Hi, I have finally gotten the layout tests for the Qt build running a few days ago. This does however bring two basic problems: * run-webkit-tests generated results for new tests on the fly This give problems both for the user and the build bots. As a user, you don't see that there is a new test checked in for which you don't have a result. This is especially a problem for the Qt build currently, but will also hit the Mac build once we start checking in layout tests. A test that doesn't have a result on a platform will most probably also need some manual inspection to ensure it works correctly on that platform. The build bots run into trouble, as they will generate/store the result for the new test locally. Once someone commits the result, you'll end up getting svn merging issues, as the files the build bot wants to check out already exist on disk. I've fixed this issue with r18976. run-webkit-tests does now not generate new results by default anymore. You'll have to pass the --new-tests flag to it to force it to do so. * All test results are stored together with the LayoutTests.

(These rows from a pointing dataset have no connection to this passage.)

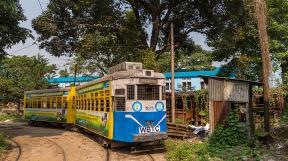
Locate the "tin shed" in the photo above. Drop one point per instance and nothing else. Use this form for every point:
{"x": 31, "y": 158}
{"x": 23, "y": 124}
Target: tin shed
{"x": 226, "y": 93}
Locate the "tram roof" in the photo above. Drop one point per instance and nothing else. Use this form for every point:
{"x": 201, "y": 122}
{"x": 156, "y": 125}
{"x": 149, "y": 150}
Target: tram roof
{"x": 72, "y": 79}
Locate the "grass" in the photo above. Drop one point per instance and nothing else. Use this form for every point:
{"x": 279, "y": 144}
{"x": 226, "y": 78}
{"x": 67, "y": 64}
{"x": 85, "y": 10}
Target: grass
{"x": 4, "y": 144}
{"x": 12, "y": 117}
{"x": 203, "y": 151}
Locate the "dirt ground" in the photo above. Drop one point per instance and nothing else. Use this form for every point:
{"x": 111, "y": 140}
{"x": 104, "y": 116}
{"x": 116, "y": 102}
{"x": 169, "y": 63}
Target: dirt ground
{"x": 53, "y": 144}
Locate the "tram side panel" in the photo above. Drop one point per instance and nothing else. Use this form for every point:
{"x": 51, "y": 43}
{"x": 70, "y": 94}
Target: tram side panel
{"x": 46, "y": 107}
{"x": 143, "y": 116}
{"x": 93, "y": 109}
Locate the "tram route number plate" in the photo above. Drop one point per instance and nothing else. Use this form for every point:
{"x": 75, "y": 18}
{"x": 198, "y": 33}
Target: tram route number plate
{"x": 149, "y": 129}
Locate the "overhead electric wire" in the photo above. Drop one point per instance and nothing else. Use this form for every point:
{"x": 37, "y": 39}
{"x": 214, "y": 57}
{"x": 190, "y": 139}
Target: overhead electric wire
{"x": 34, "y": 43}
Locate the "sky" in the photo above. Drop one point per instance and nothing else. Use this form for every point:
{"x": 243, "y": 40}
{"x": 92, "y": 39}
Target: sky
{"x": 32, "y": 9}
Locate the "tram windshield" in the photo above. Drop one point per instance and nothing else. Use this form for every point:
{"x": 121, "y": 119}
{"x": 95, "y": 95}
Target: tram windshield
{"x": 148, "y": 92}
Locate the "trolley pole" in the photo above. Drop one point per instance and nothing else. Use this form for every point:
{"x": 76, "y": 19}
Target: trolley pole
{"x": 75, "y": 74}
{"x": 172, "y": 76}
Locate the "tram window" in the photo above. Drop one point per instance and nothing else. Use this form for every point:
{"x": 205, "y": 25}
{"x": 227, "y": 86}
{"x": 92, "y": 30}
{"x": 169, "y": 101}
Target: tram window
{"x": 147, "y": 92}
{"x": 163, "y": 92}
{"x": 120, "y": 103}
{"x": 96, "y": 104}
{"x": 102, "y": 105}
{"x": 88, "y": 105}
{"x": 120, "y": 91}
{"x": 130, "y": 92}
{"x": 107, "y": 105}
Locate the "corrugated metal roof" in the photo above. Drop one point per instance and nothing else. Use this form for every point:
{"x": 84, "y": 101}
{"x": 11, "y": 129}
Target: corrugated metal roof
{"x": 71, "y": 79}
{"x": 193, "y": 74}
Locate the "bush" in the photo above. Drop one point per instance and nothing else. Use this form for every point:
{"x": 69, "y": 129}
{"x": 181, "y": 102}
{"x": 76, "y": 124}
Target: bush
{"x": 186, "y": 151}
{"x": 4, "y": 144}
{"x": 12, "y": 117}
{"x": 284, "y": 116}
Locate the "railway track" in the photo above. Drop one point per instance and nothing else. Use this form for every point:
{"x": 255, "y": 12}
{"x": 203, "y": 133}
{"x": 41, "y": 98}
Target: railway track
{"x": 19, "y": 150}
{"x": 59, "y": 147}
{"x": 150, "y": 156}
{"x": 108, "y": 153}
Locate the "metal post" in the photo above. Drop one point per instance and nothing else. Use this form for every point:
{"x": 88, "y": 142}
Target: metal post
{"x": 75, "y": 74}
{"x": 172, "y": 76}
{"x": 261, "y": 9}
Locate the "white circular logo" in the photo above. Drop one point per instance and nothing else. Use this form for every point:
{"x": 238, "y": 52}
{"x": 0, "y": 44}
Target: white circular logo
{"x": 159, "y": 106}
{"x": 137, "y": 106}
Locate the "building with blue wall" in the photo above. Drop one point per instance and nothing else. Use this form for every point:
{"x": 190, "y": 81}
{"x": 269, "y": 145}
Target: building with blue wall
{"x": 189, "y": 81}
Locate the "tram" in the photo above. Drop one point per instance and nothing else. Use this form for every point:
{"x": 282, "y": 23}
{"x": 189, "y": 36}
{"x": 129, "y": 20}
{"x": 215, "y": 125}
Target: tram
{"x": 125, "y": 106}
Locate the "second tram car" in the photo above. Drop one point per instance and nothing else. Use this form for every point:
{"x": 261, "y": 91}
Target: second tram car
{"x": 127, "y": 105}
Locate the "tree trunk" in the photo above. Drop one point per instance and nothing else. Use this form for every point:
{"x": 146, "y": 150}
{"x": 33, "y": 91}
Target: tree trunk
{"x": 284, "y": 70}
{"x": 260, "y": 10}
{"x": 155, "y": 31}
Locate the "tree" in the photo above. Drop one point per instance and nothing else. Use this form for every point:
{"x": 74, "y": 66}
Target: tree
{"x": 277, "y": 29}
{"x": 22, "y": 73}
{"x": 109, "y": 32}
{"x": 239, "y": 39}
{"x": 11, "y": 33}
{"x": 64, "y": 73}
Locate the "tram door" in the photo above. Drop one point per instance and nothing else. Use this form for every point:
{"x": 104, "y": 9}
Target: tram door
{"x": 71, "y": 106}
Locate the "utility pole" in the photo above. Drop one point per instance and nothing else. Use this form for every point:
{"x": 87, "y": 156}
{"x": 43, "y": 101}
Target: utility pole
{"x": 172, "y": 76}
{"x": 260, "y": 10}
{"x": 75, "y": 74}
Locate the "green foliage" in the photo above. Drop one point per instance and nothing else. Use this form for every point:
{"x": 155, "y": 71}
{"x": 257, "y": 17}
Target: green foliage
{"x": 186, "y": 151}
{"x": 22, "y": 73}
{"x": 202, "y": 105}
{"x": 106, "y": 32}
{"x": 11, "y": 14}
{"x": 181, "y": 150}
{"x": 274, "y": 94}
{"x": 12, "y": 117}
{"x": 238, "y": 39}
{"x": 230, "y": 133}
{"x": 149, "y": 61}
{"x": 4, "y": 144}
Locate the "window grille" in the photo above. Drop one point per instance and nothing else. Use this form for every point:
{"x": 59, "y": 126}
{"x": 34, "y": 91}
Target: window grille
{"x": 163, "y": 93}
{"x": 120, "y": 91}
{"x": 147, "y": 92}
{"x": 120, "y": 103}
{"x": 130, "y": 92}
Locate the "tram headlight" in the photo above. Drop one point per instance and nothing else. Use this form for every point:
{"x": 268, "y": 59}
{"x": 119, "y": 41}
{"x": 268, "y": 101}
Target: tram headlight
{"x": 159, "y": 106}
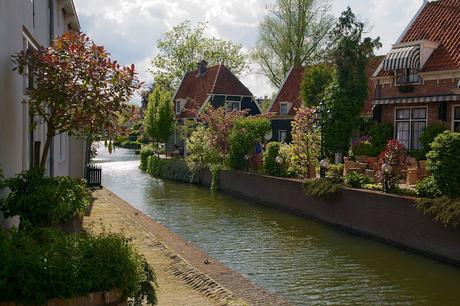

This is ok for text only tests (as the results can be shared), only that run-webkit-tests currently doesn't know whether a test is text only. Once we submit the Qt test results (including pixel tests), you'll get 3 move files per test case. In the long term we might get results from even more platforms, completely cluttering the directories. Checking out all the test results does already now take quite some time (and people working on the Qt port don't really need the Mac results and vice versa). Adding more results will at some point make this prohibitive (the LayoutTests directory is at around 600MB currently, the number can be multiplied with every platform that has tests running). One way of solving this is to move all test results into a separate results directory (or even separate repository). In there once could have subdirectories shared (for the text only tests), mac and qt. We could also add some sort of script to use instead of 'svn update' that will not check out the results you don't need. Opinions? Cheers, Lars
On Jan 19, 2007, at 4:23 AM, Lars Knoll wrote:
* run-webkit-tests generated results for new tests on the fly
[...]
I've fixed this issue with r18976. run-webkit-tests does now not generate new results by default anymore. You'll have to pass the --new-tests flag to it to force it to do so.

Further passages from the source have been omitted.